O presidente dos Estados Unidos, Donald Trump, encontrou o líder chinês, Xi Jinping em Pequim. O encontro capturou as atenções da Casa Branca e dos principais auxiliares do republicano, e qualquer outra temática ficou em segundo plano.

A expectativa do governo Lula é de que a primeira teleconferência entre os representantes brasileiro e americano aconteça nos próximos dias.

O representante brasileiro é o ministro do Desenvolvimento, Indústria, Comércio e Serviços (Mdic), Marcio Elias Rosa; os norte-americanos são o secretário de Comércio, Howard Lutnick, e o representante comercial, Jamieson Greer.

Como mostrou a CNN, o Palácio do Planalto acredita que o encontro presidencial dá tempo ao Brasil e afasta as chances de os Estados Unidos estabelecerem tarifas, mas não elimina o risco de uma nova taxação.

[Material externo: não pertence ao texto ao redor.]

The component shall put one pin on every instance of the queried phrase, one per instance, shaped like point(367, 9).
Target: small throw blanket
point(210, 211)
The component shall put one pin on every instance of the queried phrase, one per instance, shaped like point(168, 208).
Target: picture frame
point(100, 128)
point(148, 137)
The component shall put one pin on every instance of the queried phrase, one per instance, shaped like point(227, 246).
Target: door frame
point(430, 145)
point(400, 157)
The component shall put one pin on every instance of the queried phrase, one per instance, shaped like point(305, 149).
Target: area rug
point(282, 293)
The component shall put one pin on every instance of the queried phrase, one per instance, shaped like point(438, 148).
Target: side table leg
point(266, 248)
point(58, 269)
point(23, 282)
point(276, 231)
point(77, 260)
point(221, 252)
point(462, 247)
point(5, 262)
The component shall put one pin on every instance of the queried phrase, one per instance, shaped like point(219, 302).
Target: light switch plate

Segue a avaliação de que o republicano é imprevisível.

O risco de tarifas e o encerramento da investigação contra o Brasil na chamada “seção 301” só ocorrerá através das negociações comerciais entre os países, na avaliação de auxiliares do presidente brasileiro. Por este motivo, o principal resultado prático da reunião é a criação do GT, que tem prazo estabelecido de 30 dias.

Em entrevista à CNN, Márcio Elias Rosa defendeu o avanço gerado pela criação do GT. O ministro reproduziu aquele que vem sendo o discurso do Planalto: de que agora a discussão acontecerá num nível que tem poder para tomar decisões.

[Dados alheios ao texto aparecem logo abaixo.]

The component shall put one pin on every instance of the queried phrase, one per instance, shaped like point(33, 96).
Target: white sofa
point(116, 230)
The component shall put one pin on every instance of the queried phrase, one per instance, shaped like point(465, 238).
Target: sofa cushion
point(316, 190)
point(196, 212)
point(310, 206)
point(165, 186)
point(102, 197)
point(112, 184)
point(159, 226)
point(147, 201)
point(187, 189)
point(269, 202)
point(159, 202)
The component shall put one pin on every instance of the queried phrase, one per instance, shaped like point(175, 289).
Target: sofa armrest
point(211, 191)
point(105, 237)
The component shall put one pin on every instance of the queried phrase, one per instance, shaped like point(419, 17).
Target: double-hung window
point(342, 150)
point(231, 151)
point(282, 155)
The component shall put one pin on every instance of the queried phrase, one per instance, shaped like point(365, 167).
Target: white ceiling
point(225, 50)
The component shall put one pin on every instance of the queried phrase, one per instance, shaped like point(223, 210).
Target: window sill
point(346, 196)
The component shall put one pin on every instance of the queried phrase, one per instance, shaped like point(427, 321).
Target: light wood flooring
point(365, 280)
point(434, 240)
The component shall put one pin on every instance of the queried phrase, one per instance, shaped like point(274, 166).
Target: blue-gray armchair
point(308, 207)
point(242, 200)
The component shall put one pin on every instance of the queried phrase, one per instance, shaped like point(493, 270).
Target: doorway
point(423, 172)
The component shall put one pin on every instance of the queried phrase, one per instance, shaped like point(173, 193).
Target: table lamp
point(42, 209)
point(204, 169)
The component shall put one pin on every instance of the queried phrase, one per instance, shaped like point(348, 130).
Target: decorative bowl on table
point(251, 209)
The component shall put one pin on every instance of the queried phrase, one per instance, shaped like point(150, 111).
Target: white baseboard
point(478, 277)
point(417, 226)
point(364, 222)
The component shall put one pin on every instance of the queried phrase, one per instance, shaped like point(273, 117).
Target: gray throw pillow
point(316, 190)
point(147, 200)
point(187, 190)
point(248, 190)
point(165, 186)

“As equipes técnicas vinham discutindo os fundamentos da seção 301, mas sem nenhum poder de decisão. Eles debatiam redução de tarifas, que ao fim e ao cabo é o que eles pretendem que façamos, mas esse poder de negociação essas equipes não teriam. Ontem, ao contrário, avançou o processo, porque ambos têm poder”, disse.

O Planalto, contudo, avalia que só haverá acordo caso o Brasil faça algum tipo de concessão aos Estados Unidos. A percepção é de que os emissários de Trump buscam extrair das negociações um aceno que possam apresentar como uma conquista internamente.

Segundo auxiliares de Lula, ainda não está claro as áreas que os norte-americanos pretendem explorar. A delegação brasileira, inclusive, esperava que a Casa Branca apresentasse maior interesse em debater minerais críticos do que mostrou na reunião de quinta-feira (7).